Video Insight is a macOS application that helps you analyze video content by extracting text using OCR (Optical Character Recognition) and generating summaries using Ollama AI. It's particularly useful for processing educational videos, presentations, or any content with text overlays.

Features

  • Video Frame Analysis: Automatically extracts frames from videos and performs OCR
  • Text Recognition: Uses Vision framework to detect and extract text from video frames
  • AI-Powered Summaries: Generates concise summaries of extracted text using Ollama
  • Interactive Timeline: Visual timeline of video frames with extracted text
  • Video Playback: Built-in video player with frame-specific navigation
  • Text Editing: Edit and correct OCR results manually
  • Multiple Export Options: Copy summaries in plain text or markdown format

TBD

  • Add voice-to-text recognition and integrate it in summary
  • Store video anaysis history locally
  • Chat to Ollama in summary panel
  • Integrate video frames and summary into a document
  • Manually add or delete key frames

Requirements

  • macOS
  • Ollama installed locally (or accessible via network)
  • Sufficient disk space for video processing

Setup

  1. Install Ollama on your machine

  2. Pull models (llama3.2:3b is suggested).
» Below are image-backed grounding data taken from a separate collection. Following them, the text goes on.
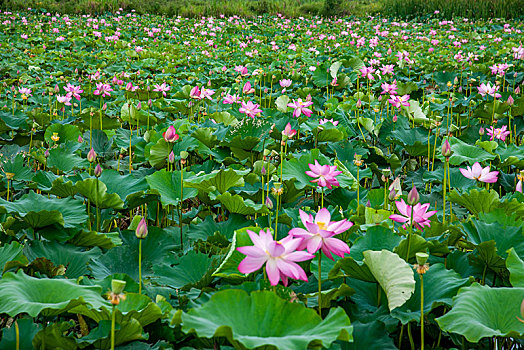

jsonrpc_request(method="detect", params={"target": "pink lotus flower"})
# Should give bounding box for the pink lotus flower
[190,86,201,99]
[57,94,72,106]
[282,122,297,138]
[289,208,352,260]
[64,83,83,100]
[125,82,139,92]
[487,125,511,142]
[237,228,315,286]
[163,125,179,142]
[389,199,437,230]
[200,88,215,100]
[280,79,292,88]
[223,93,241,104]
[93,83,113,98]
[305,160,342,189]
[18,87,32,97]
[239,100,262,118]
[459,162,498,183]
[287,98,313,118]
[388,94,410,108]
[154,83,171,97]
[477,82,501,98]
[381,81,398,95]
[242,81,255,94]
[319,118,339,126]
[517,180,522,193]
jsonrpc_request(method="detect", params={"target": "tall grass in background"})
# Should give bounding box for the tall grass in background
[381,0,524,19]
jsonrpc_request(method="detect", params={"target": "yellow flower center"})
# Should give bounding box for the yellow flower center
[317,222,328,230]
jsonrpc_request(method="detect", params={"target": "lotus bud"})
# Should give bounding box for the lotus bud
[441,138,452,157]
[393,115,398,122]
[147,98,152,108]
[356,99,362,108]
[168,151,175,164]
[78,134,84,143]
[44,149,50,158]
[54,84,59,92]
[388,188,397,201]
[111,279,126,294]
[163,125,179,143]
[87,148,97,162]
[137,101,142,110]
[135,217,148,239]
[515,86,520,94]
[94,164,102,177]
[507,95,515,106]
[479,127,485,136]
[102,103,107,111]
[261,166,266,176]
[366,200,371,207]
[265,196,273,209]
[407,185,420,205]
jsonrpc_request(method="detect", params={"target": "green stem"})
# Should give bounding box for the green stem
[420,273,425,350]
[138,239,142,294]
[111,304,116,350]
[15,320,19,350]
[318,253,322,316]
[96,178,100,231]
[356,168,360,216]
[180,168,184,250]
[398,324,404,349]
[321,187,324,209]
[408,322,415,350]
[443,160,447,224]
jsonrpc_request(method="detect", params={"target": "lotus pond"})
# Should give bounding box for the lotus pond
[0,8,523,350]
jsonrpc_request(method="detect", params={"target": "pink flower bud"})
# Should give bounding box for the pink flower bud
[94,164,102,177]
[393,115,398,122]
[135,217,148,239]
[78,135,84,143]
[168,151,175,164]
[441,138,452,157]
[265,196,273,209]
[407,185,420,205]
[87,147,97,163]
[163,125,179,143]
[507,95,515,106]
[479,127,485,136]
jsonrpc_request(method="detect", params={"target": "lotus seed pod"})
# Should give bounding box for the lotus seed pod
[416,252,429,266]
[111,279,126,294]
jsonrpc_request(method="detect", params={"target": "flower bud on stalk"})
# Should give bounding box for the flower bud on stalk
[135,217,148,239]
[87,148,97,163]
[407,185,420,206]
[94,164,102,177]
[441,138,452,158]
[168,151,175,164]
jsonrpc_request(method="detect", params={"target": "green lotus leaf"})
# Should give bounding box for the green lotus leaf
[436,284,524,342]
[0,191,87,229]
[47,146,88,173]
[184,168,249,193]
[275,95,290,113]
[394,234,429,262]
[388,128,435,156]
[213,226,259,279]
[179,289,352,349]
[448,189,500,216]
[44,123,81,144]
[75,178,125,209]
[341,320,396,350]
[145,169,197,207]
[391,263,471,324]
[98,169,148,202]
[506,248,524,287]
[3,153,33,182]
[68,230,122,249]
[0,270,107,317]
[49,176,77,198]
[148,138,171,168]
[32,321,78,350]
[0,318,41,350]
[24,240,101,279]
[0,241,25,275]
[349,226,402,261]
[191,127,218,149]
[215,192,270,215]
[363,250,416,311]
[440,137,496,166]
[153,250,218,290]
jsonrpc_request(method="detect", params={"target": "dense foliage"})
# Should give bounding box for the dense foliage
[0,9,523,350]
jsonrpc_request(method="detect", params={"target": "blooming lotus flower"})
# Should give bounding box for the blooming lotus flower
[287,98,313,118]
[282,122,297,138]
[487,125,511,142]
[190,86,201,99]
[237,228,315,286]
[459,162,498,183]
[477,82,501,98]
[200,88,215,100]
[388,94,410,108]
[381,81,398,95]
[289,208,352,260]
[242,81,255,94]
[57,94,72,106]
[280,79,292,88]
[389,199,437,230]
[153,82,171,97]
[125,82,139,92]
[18,87,32,98]
[163,125,179,142]
[93,83,113,98]
[239,100,262,118]
[64,83,83,100]
[305,160,342,189]
[223,93,240,104]
[319,118,339,126]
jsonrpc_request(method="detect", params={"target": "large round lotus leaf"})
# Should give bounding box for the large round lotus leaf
[74,178,125,209]
[146,169,198,207]
[436,283,524,342]
[391,263,470,324]
[506,248,524,287]
[0,190,88,229]
[0,270,108,317]
[184,168,249,193]
[362,250,416,311]
[181,289,352,349]
[44,123,81,144]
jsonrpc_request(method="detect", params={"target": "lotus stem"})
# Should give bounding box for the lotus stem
[96,178,100,231]
[398,324,404,349]
[138,239,142,294]
[321,187,324,210]
[318,253,322,316]
[420,273,425,350]
[180,167,184,250]
[443,160,447,224]
[111,304,116,350]
[356,167,360,216]
[6,179,10,201]
[15,320,19,350]
[407,322,415,350]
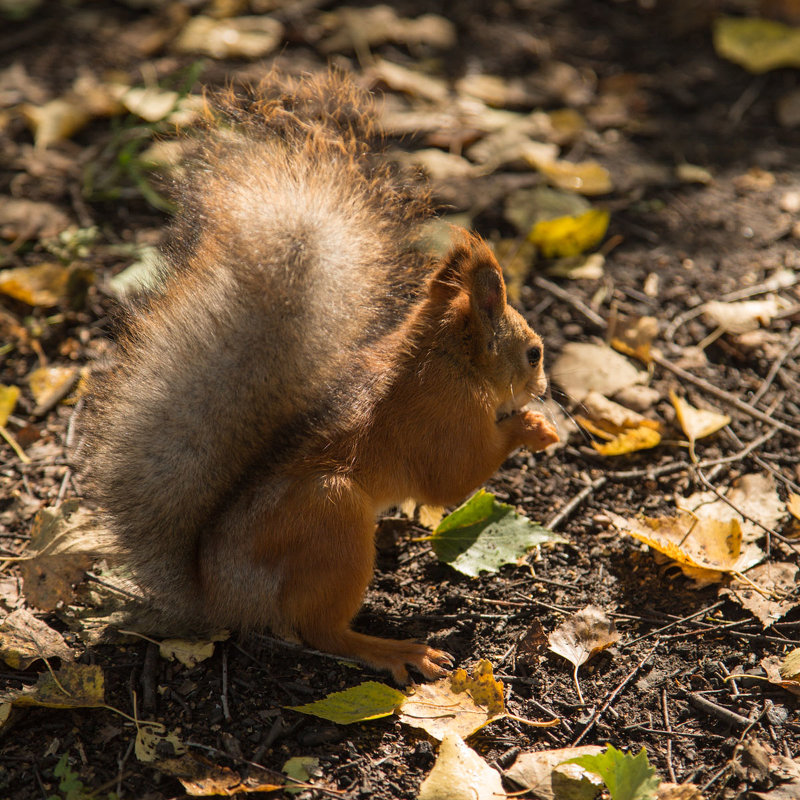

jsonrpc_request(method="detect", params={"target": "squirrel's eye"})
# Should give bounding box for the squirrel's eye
[527,345,542,367]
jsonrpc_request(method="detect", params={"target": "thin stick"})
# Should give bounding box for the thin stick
[0,425,30,463]
[750,329,800,407]
[651,351,800,439]
[221,644,231,722]
[661,687,677,783]
[533,276,606,328]
[547,477,607,530]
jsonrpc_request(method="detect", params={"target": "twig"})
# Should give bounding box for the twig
[533,275,606,328]
[572,641,659,745]
[623,601,725,648]
[221,643,231,722]
[651,351,800,439]
[686,692,752,727]
[547,477,607,531]
[750,329,800,407]
[662,687,677,783]
[0,425,30,464]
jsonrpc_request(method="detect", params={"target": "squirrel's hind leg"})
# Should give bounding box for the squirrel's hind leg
[264,475,453,683]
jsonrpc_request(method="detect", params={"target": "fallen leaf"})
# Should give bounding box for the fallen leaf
[455,73,535,108]
[430,489,563,577]
[506,746,604,800]
[0,608,73,669]
[535,159,613,195]
[552,342,646,402]
[283,756,320,795]
[119,86,180,123]
[681,473,785,543]
[369,59,449,103]
[702,296,786,334]
[21,97,91,148]
[669,391,731,443]
[399,660,507,741]
[158,753,285,796]
[515,620,548,668]
[136,723,188,763]
[0,662,104,720]
[159,638,217,668]
[548,252,605,281]
[467,129,558,172]
[528,208,610,258]
[506,185,590,235]
[675,163,713,185]
[418,733,506,800]
[787,494,800,521]
[609,511,764,583]
[107,246,165,298]
[320,6,455,52]
[656,784,703,800]
[761,654,800,697]
[576,391,662,456]
[287,681,406,725]
[19,501,96,612]
[567,744,661,800]
[722,562,799,628]
[27,364,79,415]
[174,15,283,59]
[548,606,620,670]
[713,16,800,73]
[0,384,19,426]
[0,263,72,307]
[610,315,659,363]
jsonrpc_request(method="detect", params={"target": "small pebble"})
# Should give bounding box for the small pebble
[779,190,800,214]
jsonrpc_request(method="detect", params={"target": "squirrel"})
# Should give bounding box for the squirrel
[81,71,559,683]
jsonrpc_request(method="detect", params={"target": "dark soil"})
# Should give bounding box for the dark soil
[2,2,800,799]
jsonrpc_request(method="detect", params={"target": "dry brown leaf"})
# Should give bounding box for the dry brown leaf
[670,390,730,443]
[398,659,506,741]
[0,608,73,669]
[548,605,620,669]
[19,501,96,612]
[681,473,785,543]
[656,784,704,800]
[609,511,764,583]
[505,746,604,799]
[21,97,91,148]
[173,15,283,59]
[320,6,455,52]
[368,59,449,102]
[534,158,613,195]
[702,297,786,333]
[156,752,285,796]
[516,620,548,668]
[610,315,659,363]
[552,342,646,402]
[418,733,507,800]
[761,655,800,697]
[722,562,799,628]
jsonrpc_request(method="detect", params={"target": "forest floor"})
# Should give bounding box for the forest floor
[1,1,800,799]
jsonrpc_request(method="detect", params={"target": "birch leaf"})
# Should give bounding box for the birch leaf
[287,681,406,725]
[548,605,620,669]
[669,391,730,443]
[418,733,506,800]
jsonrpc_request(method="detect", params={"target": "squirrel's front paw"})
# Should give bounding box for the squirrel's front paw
[519,411,559,451]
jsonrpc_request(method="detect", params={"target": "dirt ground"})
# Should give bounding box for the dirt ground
[2,1,800,798]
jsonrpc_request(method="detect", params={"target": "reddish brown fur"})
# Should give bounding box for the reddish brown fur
[82,73,557,682]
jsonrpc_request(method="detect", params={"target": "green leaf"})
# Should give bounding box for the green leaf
[566,744,661,800]
[430,489,563,577]
[283,756,320,795]
[287,681,406,725]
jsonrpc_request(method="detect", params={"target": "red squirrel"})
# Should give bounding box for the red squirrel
[82,72,558,683]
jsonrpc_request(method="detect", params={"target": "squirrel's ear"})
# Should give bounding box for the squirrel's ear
[470,265,506,327]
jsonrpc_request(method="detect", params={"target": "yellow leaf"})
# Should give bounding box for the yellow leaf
[28,365,79,414]
[788,493,800,521]
[591,425,661,455]
[609,315,659,364]
[0,385,19,427]
[609,511,764,583]
[288,681,406,725]
[4,662,104,711]
[136,723,188,763]
[528,209,610,258]
[159,638,218,668]
[670,391,730,443]
[713,16,800,74]
[398,659,506,741]
[418,733,505,800]
[535,159,613,196]
[0,263,71,307]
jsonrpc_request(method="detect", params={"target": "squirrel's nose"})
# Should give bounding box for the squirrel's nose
[527,345,542,368]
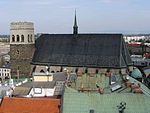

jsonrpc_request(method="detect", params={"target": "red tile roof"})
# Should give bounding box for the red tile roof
[0,97,60,113]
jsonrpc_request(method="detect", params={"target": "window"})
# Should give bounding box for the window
[60,67,63,72]
[30,34,33,42]
[28,34,30,42]
[96,69,98,74]
[17,35,20,42]
[51,71,55,73]
[21,35,24,42]
[12,35,15,42]
[75,68,78,73]
[85,69,88,73]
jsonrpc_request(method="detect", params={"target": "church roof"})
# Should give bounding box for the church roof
[31,34,132,68]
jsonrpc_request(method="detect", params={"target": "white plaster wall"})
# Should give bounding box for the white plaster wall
[29,87,55,97]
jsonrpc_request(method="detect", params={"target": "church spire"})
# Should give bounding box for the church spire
[73,10,78,35]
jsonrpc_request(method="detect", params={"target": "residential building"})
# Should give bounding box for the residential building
[12,72,66,97]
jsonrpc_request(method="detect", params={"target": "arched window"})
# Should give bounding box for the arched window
[60,67,63,72]
[17,35,20,42]
[28,35,30,42]
[85,69,88,73]
[75,68,78,73]
[21,35,24,42]
[96,69,99,74]
[30,34,33,42]
[12,35,15,42]
[51,71,55,73]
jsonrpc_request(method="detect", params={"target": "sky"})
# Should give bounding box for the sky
[0,0,150,34]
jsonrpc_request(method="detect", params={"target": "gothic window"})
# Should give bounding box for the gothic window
[28,34,30,42]
[60,67,63,72]
[75,68,78,73]
[96,69,99,74]
[17,35,20,42]
[21,35,24,42]
[85,69,88,73]
[12,35,15,42]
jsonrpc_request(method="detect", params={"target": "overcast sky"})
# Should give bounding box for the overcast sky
[0,0,150,34]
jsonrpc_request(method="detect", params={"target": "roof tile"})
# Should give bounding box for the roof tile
[0,97,60,113]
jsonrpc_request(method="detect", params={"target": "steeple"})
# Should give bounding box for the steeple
[73,10,78,35]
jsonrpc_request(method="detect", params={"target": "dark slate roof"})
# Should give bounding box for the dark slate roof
[32,34,132,68]
[53,72,66,81]
[19,82,56,88]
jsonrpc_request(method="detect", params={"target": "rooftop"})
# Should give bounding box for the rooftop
[63,73,150,112]
[32,34,132,68]
[63,90,150,113]
[0,97,60,113]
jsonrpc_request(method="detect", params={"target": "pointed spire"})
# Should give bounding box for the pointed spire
[73,10,78,35]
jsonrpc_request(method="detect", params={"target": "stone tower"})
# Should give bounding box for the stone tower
[10,22,35,78]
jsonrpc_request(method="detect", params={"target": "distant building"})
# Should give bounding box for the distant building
[131,55,150,67]
[0,68,11,84]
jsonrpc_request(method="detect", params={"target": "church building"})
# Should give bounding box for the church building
[10,13,132,78]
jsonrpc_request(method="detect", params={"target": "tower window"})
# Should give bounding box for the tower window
[28,35,30,42]
[17,35,20,42]
[30,34,33,42]
[12,35,15,42]
[21,35,24,42]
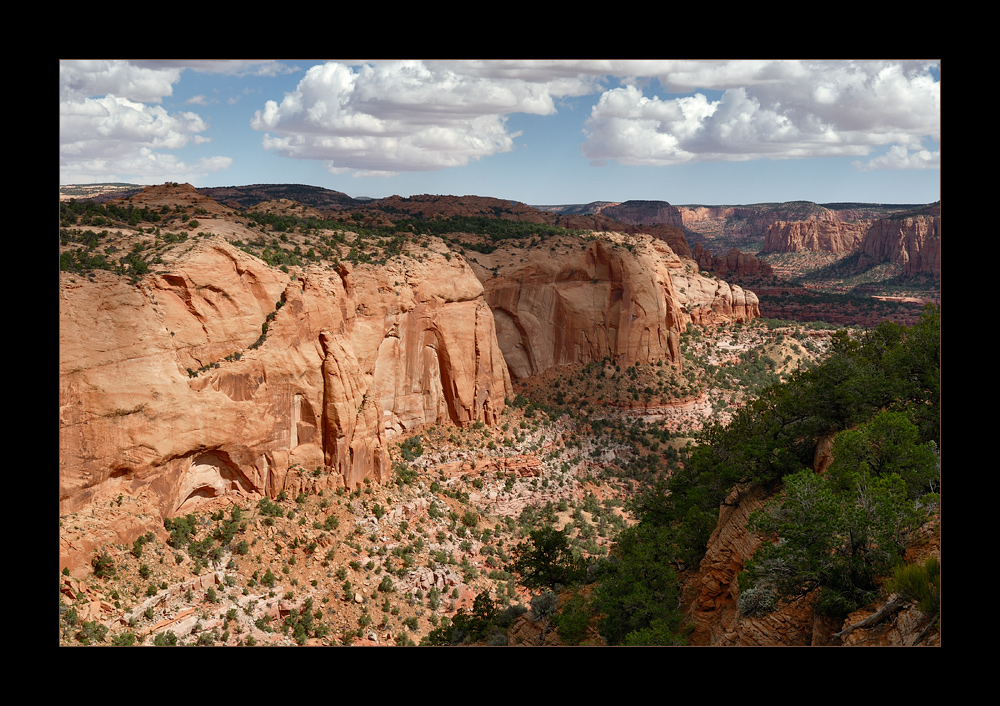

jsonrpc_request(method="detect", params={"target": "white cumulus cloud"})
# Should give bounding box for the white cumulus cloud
[853,144,941,171]
[250,60,602,176]
[59,60,235,184]
[581,60,940,168]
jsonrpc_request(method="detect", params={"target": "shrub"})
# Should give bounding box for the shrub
[76,621,108,645]
[400,435,424,461]
[742,468,936,618]
[553,591,591,645]
[111,632,136,647]
[509,526,586,590]
[737,585,778,617]
[153,630,177,647]
[530,591,558,620]
[92,551,116,579]
[888,556,940,617]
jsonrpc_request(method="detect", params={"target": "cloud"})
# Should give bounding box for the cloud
[60,149,233,185]
[60,60,234,184]
[60,59,941,185]
[852,144,941,171]
[581,60,940,168]
[250,60,601,175]
[60,60,182,104]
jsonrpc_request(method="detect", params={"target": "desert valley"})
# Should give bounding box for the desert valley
[58,182,941,647]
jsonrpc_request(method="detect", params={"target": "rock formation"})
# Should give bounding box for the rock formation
[465,232,757,380]
[58,185,761,578]
[762,219,870,253]
[669,270,760,328]
[682,436,940,646]
[857,206,941,277]
[599,200,685,229]
[471,234,684,379]
[59,236,512,571]
[760,203,940,278]
[682,484,842,646]
[691,243,774,279]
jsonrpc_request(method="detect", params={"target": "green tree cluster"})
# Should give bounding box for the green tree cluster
[507,526,587,591]
[587,304,940,641]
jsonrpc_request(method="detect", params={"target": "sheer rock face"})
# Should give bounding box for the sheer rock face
[691,243,774,279]
[472,233,686,380]
[858,211,941,277]
[468,232,757,381]
[59,238,511,541]
[763,219,871,253]
[761,205,941,278]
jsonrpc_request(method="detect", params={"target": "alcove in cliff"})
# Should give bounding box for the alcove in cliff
[175,450,253,514]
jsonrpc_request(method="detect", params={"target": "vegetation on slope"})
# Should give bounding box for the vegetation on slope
[597,304,940,641]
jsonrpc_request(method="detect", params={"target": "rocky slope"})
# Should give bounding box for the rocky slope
[682,464,941,647]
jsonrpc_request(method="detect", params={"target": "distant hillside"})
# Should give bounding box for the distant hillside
[60,183,145,202]
[531,201,618,215]
[199,184,363,212]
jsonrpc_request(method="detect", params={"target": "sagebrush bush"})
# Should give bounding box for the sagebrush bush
[530,591,558,620]
[738,585,778,617]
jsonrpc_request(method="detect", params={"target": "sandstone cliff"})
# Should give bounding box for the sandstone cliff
[691,243,774,279]
[466,232,757,380]
[599,200,685,229]
[672,269,761,327]
[760,203,940,278]
[762,219,871,254]
[857,205,941,277]
[468,234,684,379]
[60,236,512,570]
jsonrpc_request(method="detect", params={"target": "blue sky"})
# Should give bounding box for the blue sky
[59,60,941,206]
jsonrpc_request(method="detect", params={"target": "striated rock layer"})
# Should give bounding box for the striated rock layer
[858,206,941,277]
[59,238,512,568]
[691,243,773,279]
[760,203,941,278]
[763,219,870,254]
[468,232,757,380]
[682,484,841,646]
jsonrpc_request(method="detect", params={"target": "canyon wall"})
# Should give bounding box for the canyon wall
[857,209,941,277]
[763,219,870,253]
[761,204,941,278]
[469,232,756,380]
[691,244,773,279]
[600,200,685,229]
[59,238,512,546]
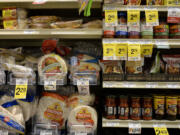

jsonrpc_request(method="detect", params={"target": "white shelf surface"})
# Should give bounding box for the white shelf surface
[0,29,102,39]
[103,5,180,11]
[103,81,180,89]
[0,0,102,9]
[103,38,180,48]
[103,118,180,128]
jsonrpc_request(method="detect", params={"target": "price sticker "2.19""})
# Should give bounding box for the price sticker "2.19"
[105,10,118,26]
[14,79,28,99]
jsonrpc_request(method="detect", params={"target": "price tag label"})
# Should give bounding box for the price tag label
[154,124,169,135]
[0,130,8,135]
[77,78,90,95]
[166,0,176,5]
[33,0,48,4]
[40,130,52,135]
[24,30,39,34]
[167,83,179,88]
[44,80,56,91]
[146,82,158,88]
[168,8,180,23]
[105,10,118,26]
[145,9,159,26]
[128,44,141,61]
[14,79,28,99]
[129,122,141,134]
[127,10,140,26]
[155,41,170,49]
[103,43,115,60]
[115,43,128,60]
[141,44,153,57]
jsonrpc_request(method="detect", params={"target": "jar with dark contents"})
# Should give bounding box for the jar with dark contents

Paste the following command in the terminal:

    ollama pull llama3.2:3b
    
  3. Launch Video Insight

  4. Configure Ollama settings (⌘,):

    • Ollama URL (default: localhost:11434)
    • Model name (default: llama3.2:3b)
    • Summary copy format preference

Usage

Basic Operations

  1. Import Video:

    • Drag and drop video files into the app
    • Use Open Video button (⌘O)
  2. Navigate Content:

    • Use the timeline on the right to browse video frames
    • Click on frames to view extracted text
    • Use the video player controls for playback
  3. View and Edit Text:

    • View OCR text below the video
    • Edit text using the Edit button (⌘E)
    • Reset edited text using Reset button (⌘⇧R)
  4. Generate Summaries:

    • Click Summarize button (⌘⇧S) to generate AI summary
    • View summaries in markdown format
    • Copy summaries using the Copy button

Keyboard Shortcuts

  • ⌘O - Open video
  • ⌘, - Open settings
  • ⌘E - Toggle text editing
  • ⌘⇧R - Reset text to OCR
  • ⌘R - Jump to current frame
  • ⌘⇧S - Generate/view frame summary
  • ⌥⇧S - Generate/view video summary
  • ⌘⇧C - Copy text
  • ⌥⇧C - Copy frame image
  • ⌘⇧L - Toggle sidebar
  • ⌘1-9 - Quick switch between videos

How It Works

  1. The app processes videos by extracting frames at regular intervals
  2. Each frame is analyzed using Vision framework for text extraction
  3. Extracted text is filtered to remove duplicates and irrelevant content
  4. Ollama AI generates concise summaries of the extracted text
  5. Results are presented in an interactive interface for easy navigation

Tips

  • For best results, use videos with clear, readable text
  • Adjust playback to verify text extraction accuracy
  • Edit OCR results manually if needed for better summaries
  • Use keyboard shortcuts for faster navigation
  • Configure Ollama model based on your needs (different models may provide different summary styles)

Privacy & Security

  • All processing is done locally on your machine
  • No data is sent to external servers (except to your configured Ollama instance)
  • Video files are accessed with read-only permissions